Search code examples
regexperl

Why does =~ only evaluate once?


In this example script:

#perl 5.26.1 
$foo = "batcathat";

if ($foo =~ /cat/g) {
    print "yes\n";
} else {
    print "no\n";
}

if ($foo =~ /cat/g) {
    print "yes\n";
} else {
    print "no\n";
}

This will print:

yes
no

The expected output is:

yes
yes

I can confirm by printing the string that it has not been mutated by running the regex match.

Why does Perl seemingly only evaluate a regex expression once? I could find no information about this on Google or manuals, and the behaviour is not intuitive to me. I expect that each time you evaluate a regex match, it starts from fresh, and does not remember anything about the previous match.

Edit: For future context, this question was asked after I found a bit of code looking like this:

while ( $foo =~ /pattern/g) { $some_incrementing_var++ };

I did not understand initially how this while loop could ever terminate, as on first glance it looked like an infinite loop.


Solution

  • The /g in scalar context is one of my favorite tools, and it's documented at unusual length in perlop. That seems a weird place for it's docs, but there are flags that affect how the match operator works, and there are flags that affect how the pattern works (see Know the difference between regex and match operator flags).

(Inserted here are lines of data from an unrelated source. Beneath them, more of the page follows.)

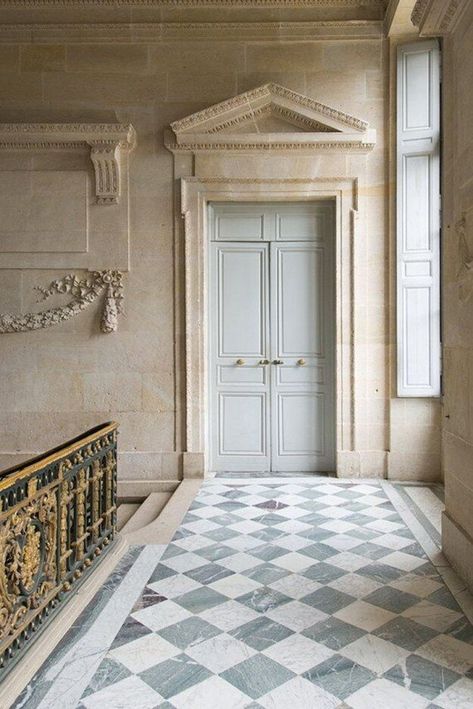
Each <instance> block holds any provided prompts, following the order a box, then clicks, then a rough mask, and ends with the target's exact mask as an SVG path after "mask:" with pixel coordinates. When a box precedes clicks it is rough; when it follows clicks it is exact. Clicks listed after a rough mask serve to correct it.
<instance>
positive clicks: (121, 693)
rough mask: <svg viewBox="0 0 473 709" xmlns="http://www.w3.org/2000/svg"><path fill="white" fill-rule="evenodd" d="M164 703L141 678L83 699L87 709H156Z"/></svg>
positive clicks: (135, 679)
mask: <svg viewBox="0 0 473 709" xmlns="http://www.w3.org/2000/svg"><path fill="white" fill-rule="evenodd" d="M162 701H163V698H162V697H161V695H160V694H158V693H157V692H155V691H154V689H152V688H151V687H150V686H149V685H147V684H146V683H145V682H143V681H142V680H141V679H140V678H139V677H136V676H132V677H127V678H126V679H123V680H121V682H117V683H116V684H112V685H110V686H109V687H105V689H101V690H100V691H99V692H95V693H94V694H90V695H89V696H88V697H85V698H84V699H82V704H83V705H84V706H85V707H86V709H104V707H107V709H154V707H156V706H157V705H158V704H160V703H161V702H162Z"/></svg>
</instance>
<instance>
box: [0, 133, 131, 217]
mask: <svg viewBox="0 0 473 709" xmlns="http://www.w3.org/2000/svg"><path fill="white" fill-rule="evenodd" d="M135 145H136V133H135V129H134V128H133V126H132V125H126V124H121V123H99V124H95V123H0V150H75V149H83V148H84V147H87V148H90V158H91V160H92V164H93V166H94V170H95V195H96V198H97V204H117V203H118V200H119V198H120V152H121V151H122V150H123V151H130V150H133V148H134V147H135Z"/></svg>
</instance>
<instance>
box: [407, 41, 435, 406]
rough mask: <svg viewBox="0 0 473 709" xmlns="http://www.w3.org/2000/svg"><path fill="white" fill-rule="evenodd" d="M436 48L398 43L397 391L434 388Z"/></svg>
mask: <svg viewBox="0 0 473 709" xmlns="http://www.w3.org/2000/svg"><path fill="white" fill-rule="evenodd" d="M439 173H440V51H439V46H438V42H437V41H436V40H428V41H419V42H414V43H412V44H405V45H402V46H400V47H399V49H398V70H397V393H398V396H418V397H422V396H425V397H427V396H439V395H440V355H441V346H440V194H439V193H440V174H439Z"/></svg>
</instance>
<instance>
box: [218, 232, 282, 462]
mask: <svg viewBox="0 0 473 709" xmlns="http://www.w3.org/2000/svg"><path fill="white" fill-rule="evenodd" d="M211 248H212V276H213V277H212V289H211V291H212V292H211V307H210V314H211V332H212V336H211V340H210V351H211V352H210V377H211V387H210V391H211V394H210V410H211V431H210V435H211V441H212V451H213V452H212V459H211V465H212V469H213V470H229V471H231V470H236V471H238V470H241V471H245V470H248V471H251V470H269V468H270V458H269V420H270V412H269V375H268V372H267V368H266V367H265V366H264V365H261V364H260V361H261V360H262V359H265V358H266V357H267V355H268V350H269V307H268V300H269V299H268V281H269V259H268V256H269V246H268V244H255V243H214V244H212V245H211Z"/></svg>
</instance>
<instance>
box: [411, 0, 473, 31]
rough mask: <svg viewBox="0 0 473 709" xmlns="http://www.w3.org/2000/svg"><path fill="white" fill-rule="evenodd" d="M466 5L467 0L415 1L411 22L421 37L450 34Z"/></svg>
mask: <svg viewBox="0 0 473 709" xmlns="http://www.w3.org/2000/svg"><path fill="white" fill-rule="evenodd" d="M468 5H469V0H449V1H448V2H446V1H445V0H417V2H416V4H415V6H414V9H413V11H412V15H411V20H412V23H413V24H414V25H415V26H416V27H418V28H419V32H420V34H421V35H422V36H423V37H435V36H439V35H445V34H450V33H451V32H454V31H455V29H456V27H457V26H458V23H459V22H460V19H461V17H462V15H463V13H464V11H465V10H466V8H467V7H468Z"/></svg>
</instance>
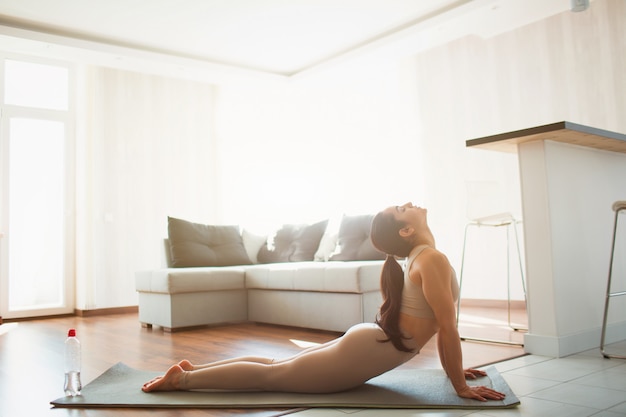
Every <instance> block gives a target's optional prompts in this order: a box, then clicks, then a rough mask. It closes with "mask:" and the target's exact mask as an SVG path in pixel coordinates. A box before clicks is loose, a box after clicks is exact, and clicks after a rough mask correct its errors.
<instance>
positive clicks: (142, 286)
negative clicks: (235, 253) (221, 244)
mask: <svg viewBox="0 0 626 417" xmlns="http://www.w3.org/2000/svg"><path fill="white" fill-rule="evenodd" d="M135 289H136V290H137V291H139V292H149V293H163V294H181V293H191V292H206V291H228V290H244V289H245V267H243V266H223V267H213V268H211V267H202V268H165V269H155V270H153V271H139V272H137V273H136V274H135Z"/></svg>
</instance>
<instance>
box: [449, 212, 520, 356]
mask: <svg viewBox="0 0 626 417" xmlns="http://www.w3.org/2000/svg"><path fill="white" fill-rule="evenodd" d="M469 226H477V227H480V225H479V224H473V223H468V224H466V225H465V233H464V236H463V253H462V255H461V271H460V273H459V299H458V301H457V309H456V325H457V327H458V326H459V316H460V314H461V290H462V288H463V268H464V266H465V247H466V244H467V230H468V228H469ZM516 236H517V233H516ZM508 237H509V235H508V225H507V291H509V290H508V282H509V275H510V274H509V260H508V257H509V242H508V241H509V239H508ZM518 252H519V245H518ZM520 265H521V257H520ZM524 294H525V290H524ZM508 303H509V326H511V296H510V293H509V295H508ZM514 330H517V329H514ZM460 339H461V340H463V341H473V342H485V343H496V344H501V345H513V346H524V344H523V343H517V342H510V341H507V340H493V339H482V338H473V337H464V336H460Z"/></svg>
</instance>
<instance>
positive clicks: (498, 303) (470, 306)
mask: <svg viewBox="0 0 626 417" xmlns="http://www.w3.org/2000/svg"><path fill="white" fill-rule="evenodd" d="M508 303H509V301H508V300H483V299H478V298H462V299H461V308H463V307H466V308H500V309H506V308H507V306H508ZM510 303H511V308H512V309H517V310H524V309H526V302H525V301H524V300H511V301H510Z"/></svg>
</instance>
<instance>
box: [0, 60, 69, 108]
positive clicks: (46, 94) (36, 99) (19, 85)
mask: <svg viewBox="0 0 626 417" xmlns="http://www.w3.org/2000/svg"><path fill="white" fill-rule="evenodd" d="M4 65H5V66H4V71H5V80H6V81H7V82H6V83H5V93H4V94H5V96H4V102H5V104H10V105H14V106H24V107H37V108H42V109H50V110H67V109H68V88H67V86H68V77H69V74H68V70H67V68H63V67H58V66H52V65H45V64H36V63H32V62H22V61H12V60H6V61H5V63H4Z"/></svg>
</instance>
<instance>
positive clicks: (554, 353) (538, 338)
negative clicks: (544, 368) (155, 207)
mask: <svg viewBox="0 0 626 417" xmlns="http://www.w3.org/2000/svg"><path fill="white" fill-rule="evenodd" d="M601 333H602V329H601V328H600V327H596V328H593V329H588V330H586V331H582V332H579V333H576V334H569V335H563V336H544V335H538V334H533V333H528V334H525V335H524V350H525V351H526V352H527V353H530V354H533V355H539V356H548V357H554V358H562V357H565V356H569V355H574V354H576V353H581V352H585V351H587V350H591V349H596V348H599V347H600V337H601ZM624 333H626V322H621V323H614V324H611V325H610V326H609V327H608V329H607V340H606V343H607V344H611V343H616V342H621V341H622V340H623V339H622V337H623V336H621V335H623V334H624Z"/></svg>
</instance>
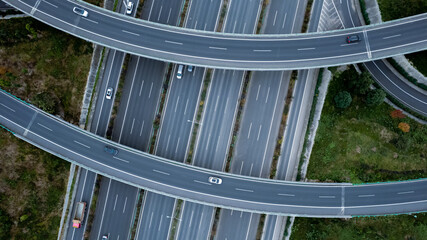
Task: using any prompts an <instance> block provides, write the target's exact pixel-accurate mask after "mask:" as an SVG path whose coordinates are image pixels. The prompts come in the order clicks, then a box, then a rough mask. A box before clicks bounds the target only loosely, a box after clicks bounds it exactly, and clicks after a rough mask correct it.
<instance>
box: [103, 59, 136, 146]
mask: <svg viewBox="0 0 427 240" xmlns="http://www.w3.org/2000/svg"><path fill="white" fill-rule="evenodd" d="M129 59H130V54H127V53H126V55H125V59H124V60H123V66H122V68H121V72H120V79H119V84H118V87H117V90H116V91H115V93H116V95H115V98H114V104H113V111H112V112H111V115H110V121H109V122H108V129H107V133H106V138H107V139H111V135H112V133H113V128H114V124H115V120H116V117H117V111H118V108H119V104H120V100H121V98H122V93H123V87H124V85H125V80H126V73H127V68H128V65H129Z"/></svg>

    @ikegami mentions pos, which you can read about in perlfunc. Perl tracks where it is in the a string. Without /g in scalar context, the match operator starts at the beginning of the string and moves toward the end. After it matches, it's done. The next match starts at the beginning of the string again.

    The \g changes this slightly. The first match starts at the beginning of the string, matches (if it can), and set the position one after where the match ended. That's the pos. The next time with \g, the match starts at pos. In your case,

    In list context, it's doing the same thing, but going to exhaustion. It makes the first match, then tries the next match starting at that position. This is why a match in list context cannot find overlapping matches: it starts matching after where the overlap would have started. Jeffrey Friedl's Mastering Regular Expressions, despite being old, is a good survey of how regexes work, different ways they could work, and how various ways preclude features that other ways might have.

    use v5.26;
    
    my $foo = "batcathat";
    
    say "pos is ", pos($foo) // 0; # not started, so undef
    
    if ($foo =~ /cat/g) {
        print "yes\n";
    } else {
        print "no\n";
    }
    
    say "pos is ", pos($foo) // 0;  # now is 6
    
    if ($foo =~ /cat/g) {
        print "yes\n";
    } else {
        print "no\n";
    }
    

    This outputs:

    pos is 0
    yes
    pos is 6
    no
    

    This position is tracked per string and is reset after a failed match with \g (just like other regex side effect variables):

    use v5.26;
    
    my $foo = "batcathat";
    
    say "pos is ", pos($foo) // 0; # not started, so undef
    
    if ($foo =~ /cat/g) {
        print "yes\n";
    } else {
        print "no\n";
    }
    
    $foo =~ /dog/g;
    
    say "pos is ", pos($foo) // 0;  # now is 0 again after failed match
    
    if ($foo =~ /cat/g) {
        print "yes\n";
    } else {
        print "no\n";
    }
    

    The output shows that both attempts to find cat work because the dog attempt failed and reset pos:

    pos is 0
    yes
    pos is 0
    yes
    

    But, there's a way to get around that too. The /c flag tells the match operator to not reset pos on failure:

    use v5.26;
    
    my $foo = "batcathat";
    
    say "pos is ", pos($foo) // 0; # not started, so undef
    
    if ($foo =~ /cat/g) {
        print "yes\n";
    } else {
        print "no\n";
    }
    
    $foo =~ /dog/gc; # will not reset pos
    
    say "pos is ", pos($foo) // 0;  # now is 6 because /c
    
    if ($foo =~ /cat/g) {
        print "yes\n";
    } else {
        print "no\n";
    }
    

    Now you are back to the original output:

    pos is 0
    yes
    pos is 6
    no
    

    This allows you do things like this very simple example. You can match for a certain thing, and if that doesn't work out, try something else without losing your place in the string:

    use v5.26;
    
    my $foo = "batcathat";
    
    $foo =~ /bat/g;
    
    if( $foo =~ /\Gmat/gc ) {
        do_mat_things();
    } elsif( $foo =~ /\Gchat/gc ) {
        do_chat_things();
    } elsif( $foo =~ /\Gcat/gc ) {
        do_cat_things();
    }
    

    This allows you to walk through the string in very complex situations and do things in the middle of matching. I think I have some examples in Mastering Perl.